The Future of Docker: Docker and VMs Will Co-exist

It is likely that Docker and virtual machines (VMs) will continue to co-exist in the future, as they both offer different benefits and are suited to different use cases.

Docker is a lightweight and portable technology that is well-suited for building and deploying applications in a distributed environment. Its focus on containers allows developers to package up their applications with all of the necessary dependencies and libraries, and to run those applications on any machine that has the Docker runtime installed. This can make it easier to build, test, and deploy applications, especially in a microservices architecture.

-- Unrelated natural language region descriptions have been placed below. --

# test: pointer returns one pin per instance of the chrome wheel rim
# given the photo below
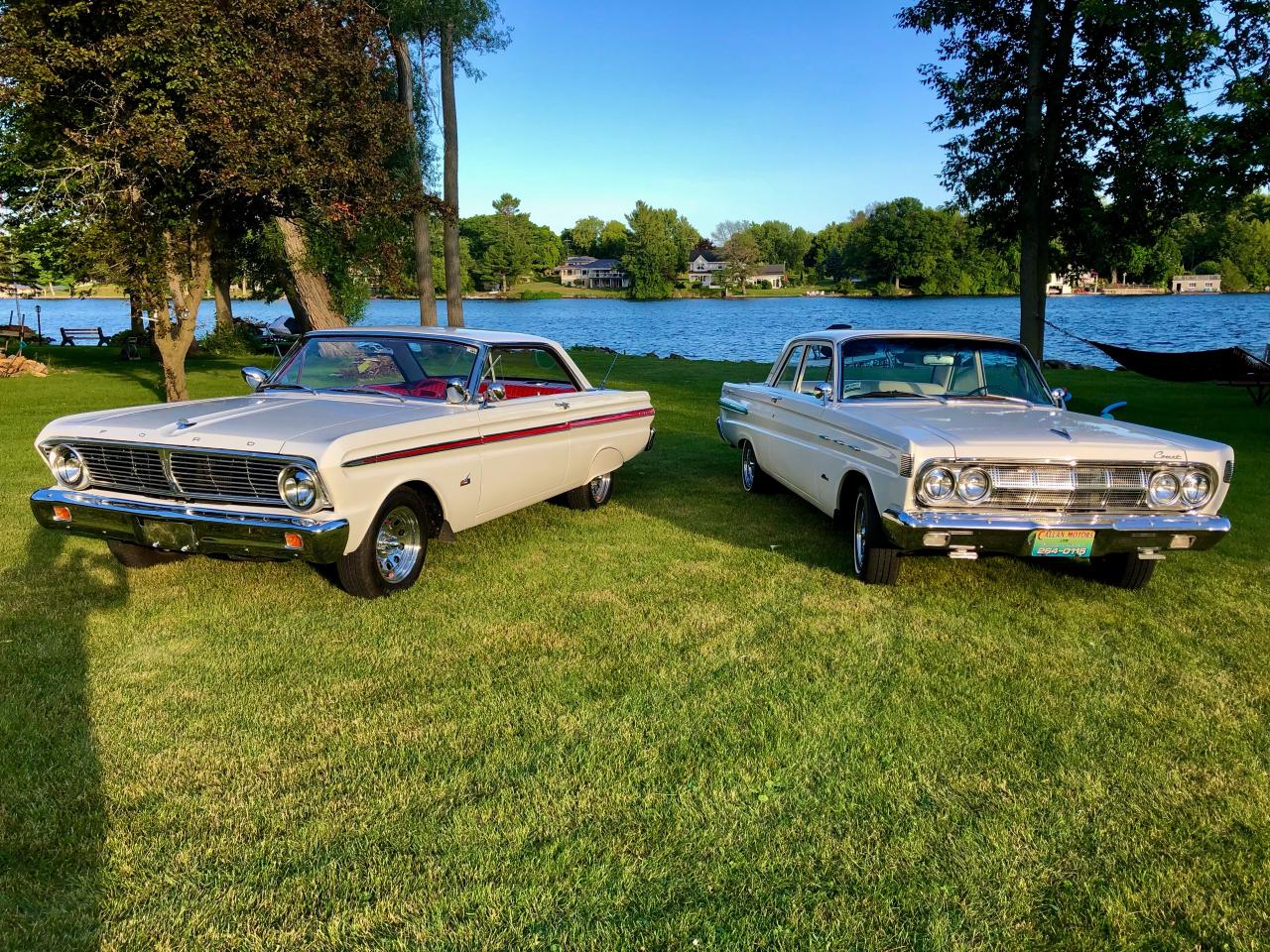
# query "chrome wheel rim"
(599, 488)
(398, 544)
(860, 534)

On the other hand, VMs are a more heavy-weight and flexible technology that is well-suited for running multiple operating systems on a single physical machine. This can be useful for testing or development purposes, or for running applications that have specific system requirements. VMs offer more control over the underlying hardware and operating system and can be used to run applications that are not compatible with the host operating system.

Overall, it is likely that Docker and VMs will continue to co-exist in the future, with each technology being used for the situations in which it is best suited. As the use of containers and microservices continues to grow, Docker is likely to become increasingly important, but VMs will still have a place in many environments.